Sunday, December 02, 2012

Alzheimer's in a Movie

Washington

I watched the movie Friends with Benefits.  It was typical rom-com stuff, but, about half way through, a new character was introduced: the father of one of the protagonists.  He had Alzheimer’s, but what was interesting is that I didn’t immediately recognize it.  For the first several scenes, the father was warmly welcoming and expansive, engaging in normal conversation with the son he hadn’t seen in a while.  There was no hint of cognitive impairment.  Then the father invited everyone to go for a boat ride the next day, but his wife corrected him (with a we-have-to-go-through-this-all-the-time look), reminding him that the boat had been sold ten years previously.  For a brief moment, he seemed impatient with himself, but then recovered.  A few moments later, the camera panned, and it was obvious he didn’t have any pants on.  Still, I wasn’t sure that he wasn’t just an eccentric old man who wore his undershorts around the house.  But soon it became clear that he had early Alzheimer’s. 

But he wasn’t defined only by his Alzheimer’s.  Ultimately he played a very important role as father advising adult son in making the movie’s crucial decision.

What I liked about the movie was that it was the portrayal of early Alzheimer’s.  He wasn’t bed-ridden or violent or funny or in any way over-the-top.  In most media portrayals, there’s little sense that much of the person is unaffected after the diagnosis.  Here he was a real person struggling with what was happening to him.  Also interesting was that his shifts between normal ability and impairment were complete about-faces: one minute fine, the next into bizarre behavior or speech.  The portrayal of the disease was richer; it gave me another picture of what lies ahead.

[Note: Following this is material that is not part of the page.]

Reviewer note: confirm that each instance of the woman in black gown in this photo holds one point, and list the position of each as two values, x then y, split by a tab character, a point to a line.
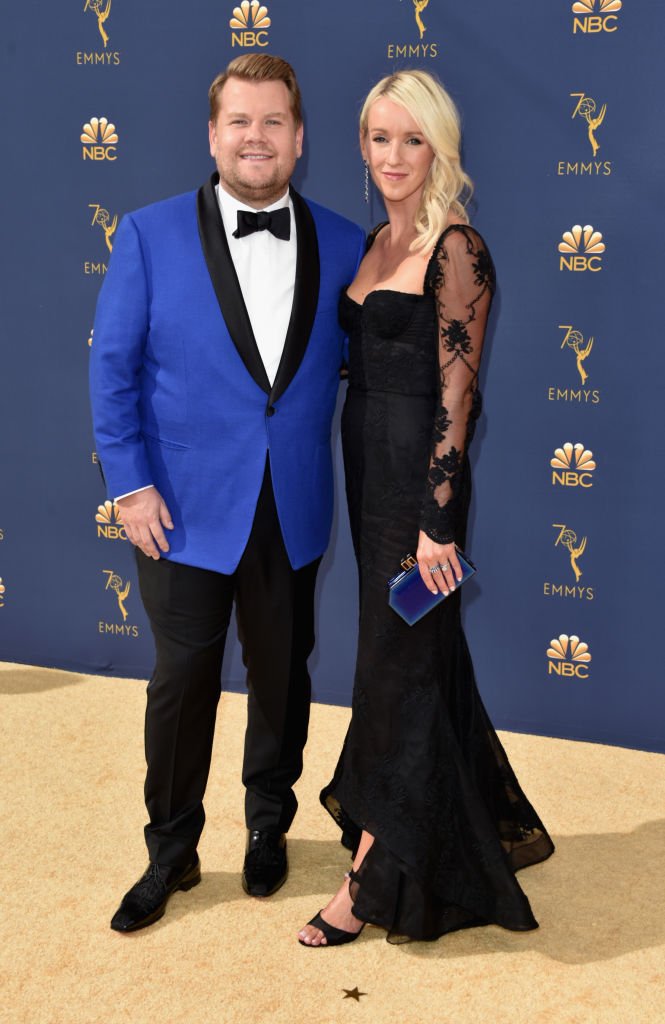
423	791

Saturday, December 01, 2012

"Stunned"

Several weeks ago, Dawn Longenecker, who supervises the Disciples House interns, asked me to come in mid January to do a presentation for the interns.  I felt I needed to let her know there would be some uncertainty about my future capabilities.  She, of course, expressed her concern and caring.  Several days ago, she wrote me an email about some unrelated issue and then wrote, “I continue to be stunned about the news about your health.”  “Stunned!”  That word expresses what I would like to hear from people.  It’s what I feel is often missing in others’ reactions; it’s why I was so grateful for Carol’s and my children’s responses. 
Intellectually, of course, I know my expectations are not only silly but unfair.  I can’t expect other people to have any particular reaction, to find the exact word I’d like, or to express it immediately … or ever.  I know how deeply they care for me and how little the form of their reaction has to do with their love and concern.  Nevertheless, my emotional sense of incompleteness from others’ reactions has been part of the swirling mix of feelings as I try to accept this new reality.